I wasn’t going to open my mouth. I usually like to sit quietly while the barber does his thing. But he started to answer the questions.

He wasn’t bad. He was better than the dribbling Luddite who was actually on the radio. Honestly, the man thought Bordeaux was in Germany.I was surprised he actually managed to dial the number to enter.

If my hairdresser was going to show off his superiority to the monkey on then the radio, so was I. It was close. But I definitely won. The barber was really impressed. Like I said, I hadn’t even reached puberty and there I was with greater general knowledge than at least two adults who thought they were clever.

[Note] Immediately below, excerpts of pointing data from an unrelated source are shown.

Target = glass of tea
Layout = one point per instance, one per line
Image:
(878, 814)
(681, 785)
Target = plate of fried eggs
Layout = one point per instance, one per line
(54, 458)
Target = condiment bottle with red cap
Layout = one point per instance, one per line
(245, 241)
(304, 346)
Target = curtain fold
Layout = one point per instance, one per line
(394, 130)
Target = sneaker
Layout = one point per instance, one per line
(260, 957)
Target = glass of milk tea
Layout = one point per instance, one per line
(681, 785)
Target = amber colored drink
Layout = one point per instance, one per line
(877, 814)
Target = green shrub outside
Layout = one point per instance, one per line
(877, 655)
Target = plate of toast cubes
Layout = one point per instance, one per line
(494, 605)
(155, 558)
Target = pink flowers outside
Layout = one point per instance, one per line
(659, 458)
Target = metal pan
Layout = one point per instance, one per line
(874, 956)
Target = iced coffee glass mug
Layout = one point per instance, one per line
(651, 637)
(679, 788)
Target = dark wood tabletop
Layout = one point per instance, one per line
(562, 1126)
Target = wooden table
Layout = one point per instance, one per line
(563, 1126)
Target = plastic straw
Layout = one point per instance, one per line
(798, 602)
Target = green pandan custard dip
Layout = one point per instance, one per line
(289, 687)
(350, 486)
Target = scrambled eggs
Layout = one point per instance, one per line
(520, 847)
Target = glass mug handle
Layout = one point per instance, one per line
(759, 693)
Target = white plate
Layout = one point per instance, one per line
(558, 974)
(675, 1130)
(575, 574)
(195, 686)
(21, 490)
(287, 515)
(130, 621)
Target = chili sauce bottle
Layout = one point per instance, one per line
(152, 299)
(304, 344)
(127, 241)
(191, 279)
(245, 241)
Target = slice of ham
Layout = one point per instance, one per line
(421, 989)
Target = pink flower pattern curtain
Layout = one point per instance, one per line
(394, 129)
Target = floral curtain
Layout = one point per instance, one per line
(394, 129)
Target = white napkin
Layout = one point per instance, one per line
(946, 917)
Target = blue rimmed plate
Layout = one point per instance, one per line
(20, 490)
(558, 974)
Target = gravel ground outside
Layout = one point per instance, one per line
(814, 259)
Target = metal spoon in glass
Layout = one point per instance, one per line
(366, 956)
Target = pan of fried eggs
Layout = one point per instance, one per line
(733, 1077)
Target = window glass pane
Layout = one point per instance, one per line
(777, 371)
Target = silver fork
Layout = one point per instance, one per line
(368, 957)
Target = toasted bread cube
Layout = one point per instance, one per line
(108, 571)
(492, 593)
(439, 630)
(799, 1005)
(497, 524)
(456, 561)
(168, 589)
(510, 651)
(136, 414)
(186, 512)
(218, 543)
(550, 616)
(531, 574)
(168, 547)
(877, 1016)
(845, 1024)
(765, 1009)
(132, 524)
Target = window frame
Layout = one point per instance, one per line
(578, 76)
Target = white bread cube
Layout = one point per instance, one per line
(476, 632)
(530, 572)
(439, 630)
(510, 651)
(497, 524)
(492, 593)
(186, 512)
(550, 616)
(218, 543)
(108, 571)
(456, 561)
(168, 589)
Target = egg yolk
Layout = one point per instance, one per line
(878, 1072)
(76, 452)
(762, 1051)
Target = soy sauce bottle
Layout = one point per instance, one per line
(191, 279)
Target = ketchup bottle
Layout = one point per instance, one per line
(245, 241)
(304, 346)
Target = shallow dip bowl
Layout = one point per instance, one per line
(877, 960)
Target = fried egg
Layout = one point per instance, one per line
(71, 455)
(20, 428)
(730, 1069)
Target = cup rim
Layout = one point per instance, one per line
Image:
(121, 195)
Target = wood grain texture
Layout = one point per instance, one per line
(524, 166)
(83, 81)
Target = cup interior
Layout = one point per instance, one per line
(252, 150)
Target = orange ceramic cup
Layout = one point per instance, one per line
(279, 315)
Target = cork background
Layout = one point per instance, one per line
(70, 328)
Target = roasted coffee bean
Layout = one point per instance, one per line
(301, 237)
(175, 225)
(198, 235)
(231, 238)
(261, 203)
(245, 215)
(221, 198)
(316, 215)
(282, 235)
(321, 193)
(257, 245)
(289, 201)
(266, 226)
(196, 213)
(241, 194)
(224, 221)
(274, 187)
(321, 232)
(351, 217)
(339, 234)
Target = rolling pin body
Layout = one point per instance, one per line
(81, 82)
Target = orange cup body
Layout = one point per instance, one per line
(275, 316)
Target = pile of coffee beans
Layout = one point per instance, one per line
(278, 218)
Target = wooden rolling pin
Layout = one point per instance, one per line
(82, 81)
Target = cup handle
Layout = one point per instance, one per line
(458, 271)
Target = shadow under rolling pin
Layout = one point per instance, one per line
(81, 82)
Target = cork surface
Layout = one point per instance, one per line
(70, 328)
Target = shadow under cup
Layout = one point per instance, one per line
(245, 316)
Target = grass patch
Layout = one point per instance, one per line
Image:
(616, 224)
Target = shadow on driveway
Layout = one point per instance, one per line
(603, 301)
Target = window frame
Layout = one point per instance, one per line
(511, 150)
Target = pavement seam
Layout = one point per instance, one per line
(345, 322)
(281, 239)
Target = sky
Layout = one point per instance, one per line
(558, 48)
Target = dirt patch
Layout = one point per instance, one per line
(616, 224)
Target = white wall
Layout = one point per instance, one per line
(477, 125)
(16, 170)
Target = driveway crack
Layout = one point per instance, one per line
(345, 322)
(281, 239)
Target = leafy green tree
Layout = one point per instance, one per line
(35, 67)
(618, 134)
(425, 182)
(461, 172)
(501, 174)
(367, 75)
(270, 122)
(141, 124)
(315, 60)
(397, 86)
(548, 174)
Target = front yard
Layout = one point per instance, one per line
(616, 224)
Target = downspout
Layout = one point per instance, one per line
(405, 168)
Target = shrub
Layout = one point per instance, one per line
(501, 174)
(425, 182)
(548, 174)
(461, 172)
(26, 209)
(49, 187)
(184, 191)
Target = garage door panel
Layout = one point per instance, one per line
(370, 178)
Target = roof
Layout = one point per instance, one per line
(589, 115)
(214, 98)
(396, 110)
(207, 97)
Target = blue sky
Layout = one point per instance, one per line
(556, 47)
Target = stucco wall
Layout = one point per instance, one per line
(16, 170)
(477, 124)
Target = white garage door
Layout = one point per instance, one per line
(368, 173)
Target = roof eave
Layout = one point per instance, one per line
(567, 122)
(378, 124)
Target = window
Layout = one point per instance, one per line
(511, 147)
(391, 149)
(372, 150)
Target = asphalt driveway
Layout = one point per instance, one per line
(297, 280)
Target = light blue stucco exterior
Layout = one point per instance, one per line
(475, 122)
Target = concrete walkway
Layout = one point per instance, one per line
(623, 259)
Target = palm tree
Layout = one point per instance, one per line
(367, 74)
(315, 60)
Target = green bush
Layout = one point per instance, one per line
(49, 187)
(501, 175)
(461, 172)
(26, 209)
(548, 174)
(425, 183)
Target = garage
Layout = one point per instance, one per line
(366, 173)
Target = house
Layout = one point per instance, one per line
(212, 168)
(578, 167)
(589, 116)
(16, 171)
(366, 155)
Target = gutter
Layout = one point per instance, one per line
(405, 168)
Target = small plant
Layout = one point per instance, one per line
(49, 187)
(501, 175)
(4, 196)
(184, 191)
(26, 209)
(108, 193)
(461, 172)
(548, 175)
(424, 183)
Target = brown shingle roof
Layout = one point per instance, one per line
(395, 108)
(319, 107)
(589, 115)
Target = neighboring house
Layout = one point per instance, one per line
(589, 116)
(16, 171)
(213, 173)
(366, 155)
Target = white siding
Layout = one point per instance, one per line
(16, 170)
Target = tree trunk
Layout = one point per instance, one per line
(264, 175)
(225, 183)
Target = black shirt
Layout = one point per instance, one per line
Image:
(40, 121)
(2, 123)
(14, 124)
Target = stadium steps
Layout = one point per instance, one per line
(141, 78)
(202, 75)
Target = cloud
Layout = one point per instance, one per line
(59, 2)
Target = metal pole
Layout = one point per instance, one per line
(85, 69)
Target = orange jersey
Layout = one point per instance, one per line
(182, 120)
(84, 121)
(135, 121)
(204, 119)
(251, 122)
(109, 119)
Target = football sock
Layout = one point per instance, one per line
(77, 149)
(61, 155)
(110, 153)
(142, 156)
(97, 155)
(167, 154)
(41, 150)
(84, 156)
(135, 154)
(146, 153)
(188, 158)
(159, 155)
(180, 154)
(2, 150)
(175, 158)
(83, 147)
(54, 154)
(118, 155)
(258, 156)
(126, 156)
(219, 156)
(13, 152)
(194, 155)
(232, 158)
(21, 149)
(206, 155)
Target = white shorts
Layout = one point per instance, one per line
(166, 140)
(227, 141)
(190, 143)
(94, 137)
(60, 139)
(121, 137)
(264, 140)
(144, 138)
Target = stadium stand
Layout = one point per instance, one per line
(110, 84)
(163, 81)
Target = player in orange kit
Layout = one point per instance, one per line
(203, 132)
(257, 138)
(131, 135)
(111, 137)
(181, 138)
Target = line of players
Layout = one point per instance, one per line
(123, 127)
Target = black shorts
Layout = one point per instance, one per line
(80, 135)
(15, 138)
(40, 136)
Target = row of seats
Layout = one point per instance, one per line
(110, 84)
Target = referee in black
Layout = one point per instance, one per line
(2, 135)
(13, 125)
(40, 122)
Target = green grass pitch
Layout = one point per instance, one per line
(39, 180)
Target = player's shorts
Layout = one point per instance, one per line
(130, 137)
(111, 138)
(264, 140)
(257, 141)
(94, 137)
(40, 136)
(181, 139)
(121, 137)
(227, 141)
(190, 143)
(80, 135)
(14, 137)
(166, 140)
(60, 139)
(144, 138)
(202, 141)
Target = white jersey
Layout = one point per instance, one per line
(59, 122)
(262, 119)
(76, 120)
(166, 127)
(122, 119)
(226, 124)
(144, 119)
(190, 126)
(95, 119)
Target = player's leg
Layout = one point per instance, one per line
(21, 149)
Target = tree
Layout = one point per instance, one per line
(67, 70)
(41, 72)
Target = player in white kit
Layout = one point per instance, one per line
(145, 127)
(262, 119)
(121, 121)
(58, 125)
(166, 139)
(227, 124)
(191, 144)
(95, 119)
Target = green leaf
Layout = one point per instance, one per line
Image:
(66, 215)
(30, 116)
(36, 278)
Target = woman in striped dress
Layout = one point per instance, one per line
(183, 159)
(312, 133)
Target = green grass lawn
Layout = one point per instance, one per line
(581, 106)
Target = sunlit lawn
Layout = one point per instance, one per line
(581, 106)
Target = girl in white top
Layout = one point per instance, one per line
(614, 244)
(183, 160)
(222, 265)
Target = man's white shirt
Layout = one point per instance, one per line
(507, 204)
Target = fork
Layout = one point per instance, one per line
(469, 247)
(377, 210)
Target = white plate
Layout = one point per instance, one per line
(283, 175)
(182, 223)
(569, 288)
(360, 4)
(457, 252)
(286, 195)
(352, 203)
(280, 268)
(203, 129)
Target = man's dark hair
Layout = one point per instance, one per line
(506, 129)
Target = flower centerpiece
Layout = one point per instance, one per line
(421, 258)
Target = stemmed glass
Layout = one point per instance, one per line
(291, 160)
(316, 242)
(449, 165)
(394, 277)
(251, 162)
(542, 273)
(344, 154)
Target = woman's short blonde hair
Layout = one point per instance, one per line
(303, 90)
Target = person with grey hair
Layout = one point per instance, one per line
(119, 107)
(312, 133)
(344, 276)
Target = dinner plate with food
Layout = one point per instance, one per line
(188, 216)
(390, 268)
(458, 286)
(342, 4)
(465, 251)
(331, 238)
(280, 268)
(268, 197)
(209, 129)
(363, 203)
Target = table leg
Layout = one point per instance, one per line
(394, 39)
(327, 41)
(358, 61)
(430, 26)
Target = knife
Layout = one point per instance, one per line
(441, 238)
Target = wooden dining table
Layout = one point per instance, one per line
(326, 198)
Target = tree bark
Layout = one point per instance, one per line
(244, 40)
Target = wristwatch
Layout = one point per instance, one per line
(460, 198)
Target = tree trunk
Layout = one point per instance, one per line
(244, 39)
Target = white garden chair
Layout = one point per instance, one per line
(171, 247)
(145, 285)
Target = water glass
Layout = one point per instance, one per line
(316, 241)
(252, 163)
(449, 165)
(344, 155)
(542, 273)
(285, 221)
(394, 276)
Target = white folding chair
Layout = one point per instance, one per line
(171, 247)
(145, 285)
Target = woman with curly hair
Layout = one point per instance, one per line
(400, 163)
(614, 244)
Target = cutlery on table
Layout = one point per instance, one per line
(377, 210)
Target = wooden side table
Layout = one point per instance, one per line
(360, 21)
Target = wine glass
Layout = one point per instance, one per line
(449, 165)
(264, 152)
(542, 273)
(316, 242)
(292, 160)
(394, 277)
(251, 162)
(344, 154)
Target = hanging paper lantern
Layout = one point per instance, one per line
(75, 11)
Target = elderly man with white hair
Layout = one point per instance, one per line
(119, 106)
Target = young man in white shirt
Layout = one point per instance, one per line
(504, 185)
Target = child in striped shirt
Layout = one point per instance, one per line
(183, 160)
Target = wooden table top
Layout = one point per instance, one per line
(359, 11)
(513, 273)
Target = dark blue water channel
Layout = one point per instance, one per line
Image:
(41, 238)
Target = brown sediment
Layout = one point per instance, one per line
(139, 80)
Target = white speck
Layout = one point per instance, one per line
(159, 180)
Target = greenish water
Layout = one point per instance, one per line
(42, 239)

It didn’t matter that he was impressed. I was a cocky little so and so, it didn’t matter if some scissor jockey thought I was clever. What did make me feel great was as I was imparting my crystals of knowledge; I was watching my Dad in the mirror.

Every time I answered a question right he smiled. He laughed when the barber indicated that he was beaten by a tiny tot. He was proud when I told him about the Larry Gogan Plaque.

These days my Dad probably thinks I’m more smart arse than smarty pants but back then it was something he loved to see. His ‘brain box’ kid knowing more than most of the grown ups. That always made it special for me when I got a question right.

Sadly my love of table quizzes has been tainted. The dawn of the Iphone has meant that the cream no longer rises to the top. My encyclopaedic knowledge of non league English football grounds does not reap the rewards it once did because now any simpleton with a company phone can sneakily get the information at the touch of a button.

I used to think they were only cheating themselves. Well they aren’t. They are cheating me. The Bastards.

By the way the actual answer to the Fade Street question is Vogue…eh….then there is…You know what? Some things I can live without knowing.